Judith Wusteman, Computing Laboratory, University of Kent

Although the SGML standard has been in existence for over ten years, its use in both paper and electronic journals has become widespread only in the last two years. Initial experiments by publishers and others are raising a whole raft of issues which need to be resolved. I will discuss some of these issues in the light of my experience in the Infobike/JournalsOnline project which is using SGML as an intermediate format for the provision of bibliographic information by publishers to the system.

I will first give some examples of the use of SGML in current ejournal projects, both for bibliographic information and for article full-texts. This will be followed by comments on this use, including the need for standardisation. I will discuss some "standard" DTDs currently available for header and full-text information and will comment on their usefulness in practice.

Despite the increasing prominence of SGML in the journals arena, only three of the sixty-plus projects funded by the UK's eLib (Electronic Libraries) programme use SGML to any appreciable extent. These three are SuperJournal 2, Infobike/JournalsOnline and CLIC. Commercially-based systems are also using SGML; for example, Blackwells Electronic Navigator. I will describe the use of SGML in these projects and share some of the lessons learned in Infobike/JournalsOnline. These lessons include the need for standardisation and the difficulty in achieving it.
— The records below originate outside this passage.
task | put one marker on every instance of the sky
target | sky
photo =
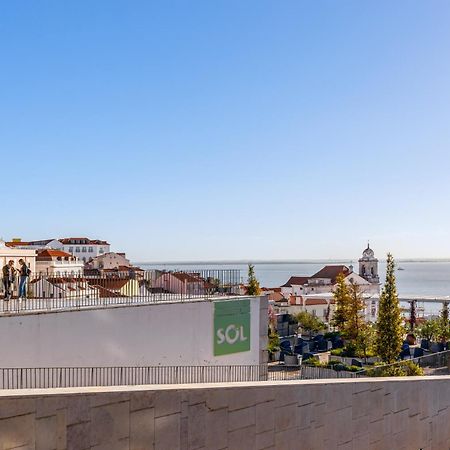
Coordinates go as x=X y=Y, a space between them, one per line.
x=200 y=130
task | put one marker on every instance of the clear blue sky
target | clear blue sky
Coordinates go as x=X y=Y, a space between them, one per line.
x=193 y=130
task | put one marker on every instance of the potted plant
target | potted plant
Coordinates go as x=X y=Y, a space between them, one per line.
x=274 y=346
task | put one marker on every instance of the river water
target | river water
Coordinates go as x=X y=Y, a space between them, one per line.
x=425 y=278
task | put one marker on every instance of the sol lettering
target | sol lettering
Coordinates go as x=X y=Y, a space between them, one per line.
x=231 y=334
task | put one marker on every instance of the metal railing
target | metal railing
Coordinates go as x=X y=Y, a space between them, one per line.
x=72 y=291
x=431 y=364
x=305 y=372
x=63 y=377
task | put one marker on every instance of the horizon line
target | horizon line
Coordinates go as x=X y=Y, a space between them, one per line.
x=283 y=261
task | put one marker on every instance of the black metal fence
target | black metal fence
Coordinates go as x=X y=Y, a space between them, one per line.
x=431 y=364
x=62 y=377
x=68 y=291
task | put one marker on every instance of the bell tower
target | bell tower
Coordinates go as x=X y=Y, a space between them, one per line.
x=368 y=266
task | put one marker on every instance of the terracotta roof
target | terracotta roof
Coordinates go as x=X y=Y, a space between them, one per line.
x=42 y=254
x=16 y=244
x=297 y=281
x=276 y=297
x=271 y=289
x=332 y=272
x=82 y=241
x=317 y=301
x=113 y=284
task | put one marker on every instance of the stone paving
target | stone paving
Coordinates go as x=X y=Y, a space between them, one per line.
x=409 y=413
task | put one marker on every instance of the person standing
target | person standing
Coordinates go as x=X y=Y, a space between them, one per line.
x=24 y=273
x=9 y=274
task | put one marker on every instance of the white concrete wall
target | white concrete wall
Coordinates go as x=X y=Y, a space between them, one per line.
x=159 y=334
x=377 y=414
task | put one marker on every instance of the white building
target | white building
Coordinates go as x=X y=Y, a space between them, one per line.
x=83 y=248
x=8 y=253
x=110 y=260
x=59 y=263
I will also compare the use of SGML in eLib projects with its more ambitious use in the University of Illinois Digital Libraries project in the US. Here, a large testbed of full-text SGML journal articles are being developed. The problems experienced in this project in the rendering and display of SGML will become increasingly relevant to publishers in the UK as they begin to offer full-text SGML article provision.

DTDs, be they header or full-text, vary significantly between publishers. I will describe the ``standard'' DTDs available and discuss their relative advantages and disadvantages. Current standard header DTDs are ISO 12083, MAJOUR (Modular Application for JOURnals) and the more recent SSSH (Simplified SGML for Serial Headers). The latter was developed in 1996. As well as describing our experience with this DTD in Infobike, I will give an update on its subsequent progress and development.
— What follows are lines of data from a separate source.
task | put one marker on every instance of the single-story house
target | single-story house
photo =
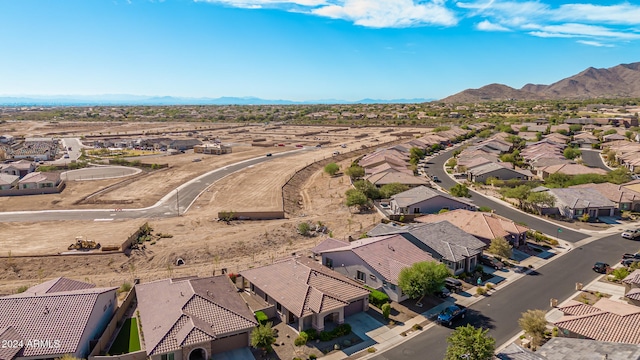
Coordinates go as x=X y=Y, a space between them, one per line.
x=375 y=262
x=574 y=203
x=459 y=250
x=484 y=226
x=483 y=172
x=39 y=180
x=63 y=316
x=193 y=319
x=391 y=176
x=624 y=199
x=307 y=294
x=7 y=181
x=606 y=320
x=424 y=200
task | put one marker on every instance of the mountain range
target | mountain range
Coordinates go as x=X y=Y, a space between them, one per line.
x=621 y=81
x=123 y=100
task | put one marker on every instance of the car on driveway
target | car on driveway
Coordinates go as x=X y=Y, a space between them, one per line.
x=600 y=267
x=629 y=262
x=491 y=262
x=631 y=234
x=451 y=314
ISO 12083 and the Elsevier science article DTD are both publicly available ``standard'' full-text DTDs. There is currently less choice for such full-text DTDs than for headers. Until recently, publishers were not particularly interested in pursuing standards in this area as they could not envisage a reason for exchanging full text. As real SGML projects are developed, this view is changing. I will discuss the current position concerning the development of full-text DTD standards.

With the arrival of SGML in the '80s, the myth arose that simply coding information in SGML meant that the information was future-proofed. Now that this myth is being debunked, a new assumption is emerging; that the use of standard DTDs future-proofs information. But this is not true either; the use of information-poor or badly-structured DTDs can result in loss of information. I will comment on the practical implications of such DTDs.